– Леха! Присмотри за постом, а мне сбегать посрать надо.
– Ладно, – равнодушно отвечает Леха и не спеша закуривает, нагло начхав на обязанности часового, строго прописанные в уставе караульной службы.
Бросил я пост, побежал, на бегу достаю из подсумка газету «Фрунзевец», ее в ТуркВО издавали. Читать ее, конечно, никто не читал, но другой бумаги не было.
Успел, не опозорился. Возвращаюсь на службу в боевой строй с пустым кишечником и песней в душе. Уж так мне хорошо стало. Глянул на пост – и тут же подурнело. Стоит у поста номер один мой командир взвода, он же начальник караула, лейтенант Петровский, а рядом с ним дежурный по бригаде, командир двенадцатой роты капитан Тычин.
– Товарищ лейтенант, за время несения службы происшествий не случилось, – сдуру докладываю я и весь замер.
За самовольное оставление поста, за то, что бросил я беззащитной воинскую святыню, меня должны немедленно снять с караула, посадить под арест, а потом отдать под суд. Начальнику караула должны впаять строгий выговор с занесением в личное дело (т. е. надолго испортить парню карьеру), командиру моей роты – указать на неполное служебное соответствие (т. е. пригрозить отстранением от командования ротой).
– Саша, – спокойно, не глядя на меня, обращается дежурный по части к начкару, – ты с этим уродом сам разберись, а я пошел.
Капитан уходит, а я стою у знамени части ни жив ни мертв.
– Ну и в чем дело? – тихо спрашивает меня начкар.
Объясняю, сильно стараюсь, чтобы голос не дрожал, не очень-то и получалось. Сашка Петровский молча уходит в караульное помещение, затем возвращается и приносит две таблетки активированного угля. Таблетки я выпил, полегчало, дальше караул прошел без происшествий. Это только присказка, а сказка впереди.
Только с караула сменились, так меня сразу вызывают к ротному.
– Мне дежурный по части сообщил о вашем поступке, – испепеляя меня взором, начал говорить командир роты.
Я стою в офицерском помещении по стойке смирно и знаю: пощады не будет. Желудок жалобно урчит, душа в пятках.
– Вы что это себе позволяете, товарищ ефрейтор?! – не надеясь получить совершенно ненужный ему ответ и повысив голос, спрашивает капитан Акосов.

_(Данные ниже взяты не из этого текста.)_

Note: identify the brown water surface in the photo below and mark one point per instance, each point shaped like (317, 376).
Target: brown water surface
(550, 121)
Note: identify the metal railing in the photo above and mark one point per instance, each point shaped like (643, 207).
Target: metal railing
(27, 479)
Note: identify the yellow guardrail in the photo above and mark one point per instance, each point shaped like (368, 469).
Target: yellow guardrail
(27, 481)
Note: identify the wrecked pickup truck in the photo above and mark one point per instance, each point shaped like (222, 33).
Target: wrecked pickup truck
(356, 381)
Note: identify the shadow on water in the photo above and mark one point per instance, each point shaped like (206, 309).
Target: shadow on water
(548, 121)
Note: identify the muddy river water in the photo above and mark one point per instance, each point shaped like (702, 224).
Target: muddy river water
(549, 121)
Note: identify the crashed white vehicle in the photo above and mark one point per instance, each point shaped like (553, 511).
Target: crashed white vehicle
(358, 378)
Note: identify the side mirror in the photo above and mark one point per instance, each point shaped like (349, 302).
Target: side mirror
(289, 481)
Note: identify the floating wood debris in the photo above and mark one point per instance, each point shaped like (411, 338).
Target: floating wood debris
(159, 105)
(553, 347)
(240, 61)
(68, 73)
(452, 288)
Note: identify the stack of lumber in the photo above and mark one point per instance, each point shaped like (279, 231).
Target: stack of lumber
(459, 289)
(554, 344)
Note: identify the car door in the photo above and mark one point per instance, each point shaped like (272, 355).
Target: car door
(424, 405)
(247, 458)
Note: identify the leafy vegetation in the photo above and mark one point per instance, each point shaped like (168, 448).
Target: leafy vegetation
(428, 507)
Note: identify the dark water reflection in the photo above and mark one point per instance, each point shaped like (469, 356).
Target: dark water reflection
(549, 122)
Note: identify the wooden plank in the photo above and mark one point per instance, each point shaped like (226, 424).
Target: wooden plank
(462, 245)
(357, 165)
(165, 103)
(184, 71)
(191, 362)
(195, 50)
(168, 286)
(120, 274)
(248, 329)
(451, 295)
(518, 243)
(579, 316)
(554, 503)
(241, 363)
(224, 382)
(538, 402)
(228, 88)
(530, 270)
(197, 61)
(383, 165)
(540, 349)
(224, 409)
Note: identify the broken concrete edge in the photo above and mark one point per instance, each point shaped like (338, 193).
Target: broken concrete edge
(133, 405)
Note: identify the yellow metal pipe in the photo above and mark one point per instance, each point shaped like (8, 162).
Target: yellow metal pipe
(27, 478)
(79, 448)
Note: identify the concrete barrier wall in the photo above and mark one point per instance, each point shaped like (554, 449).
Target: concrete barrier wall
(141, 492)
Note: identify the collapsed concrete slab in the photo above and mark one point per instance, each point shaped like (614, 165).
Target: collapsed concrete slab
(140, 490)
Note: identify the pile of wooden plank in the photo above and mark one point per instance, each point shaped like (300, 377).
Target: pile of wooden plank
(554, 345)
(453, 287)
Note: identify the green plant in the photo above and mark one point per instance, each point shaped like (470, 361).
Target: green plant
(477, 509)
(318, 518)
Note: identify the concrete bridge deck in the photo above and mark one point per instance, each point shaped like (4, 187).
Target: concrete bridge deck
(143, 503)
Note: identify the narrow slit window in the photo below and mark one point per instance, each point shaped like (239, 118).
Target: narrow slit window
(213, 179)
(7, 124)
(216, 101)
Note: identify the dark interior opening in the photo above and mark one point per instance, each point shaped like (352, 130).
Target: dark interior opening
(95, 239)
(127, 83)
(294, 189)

Что он мне потом еще сказал, я вам передать не могу, но смысл был такой: «раз такой нехороший солдат и навязался на его голову, то он его или убьет, или превратит в хорошего бойца». Ротный у нас гиревик был, мастер спорта, гирька 32 кг у него в руках как пушинка летала. Дальше я стал летать в помещении, как та пушинка, и все искал пятый угол. Помещение небольшое было, и потому пятый угол я нашел довольно быстро, вышиб головой дверь и вылетел на белый свет, без видимых повреждений.
Так если бы это только один случай был, увы – нет.
В батальонной батарее СПГ[30] у меня земляк служил. Танков у «духов» и в помине не было, стрелять из СПГ не по кому, вот потому-то батарейцы в основном несли службу в боевом охранении. Ребята отлично устроились. Сами оборудовали блиндажи, всячески территорию батареи облагородили, с местным населением, афганцами наладили взаимовыгодное сотрудничество. Батарейцы им деревянные ящики от боеприпасов поставляют, те им жратву на выбор. Кудряво жили, я так им завидовал. Но самое главное – брага у них почти не переводилась, даже свой самогонный аппаратик умельцы сварганили. Принес я земеле сувениров, пару ручек и китайский фонарик, что взял на последней операции. Пока за жизнь болтали, он меня самогонкой угощал и еще в дорогу фляжку с бражкой дал. Возвращаюсь я в роту, песенку распеваю, весь такой счастливый, ну просто до потери бдительности счастливый, и не вижу, что мне навстречу тигром крадется Корейский Фельдмаршал Эн. Он как раз в эту батарею с проверкой шел. Эн и сам выпить не дурак, вот и был возмущен до глубины души тем, что никак у батарейцев не может найти и конфисковать аппарат и наличный самогон. Батарейцы свое «личное счастье» отлично прятали. Но Корейский Фельдмаршал Эн попыток не оставлял и частенько их навещал. Когда я начальника штаба батальона капитана Эн заметил, то бежать было уже поздно. Память у Эн военная была, и личный состав батальона он не только в лицо помнил, но и по фамилиям и прозвищам знал.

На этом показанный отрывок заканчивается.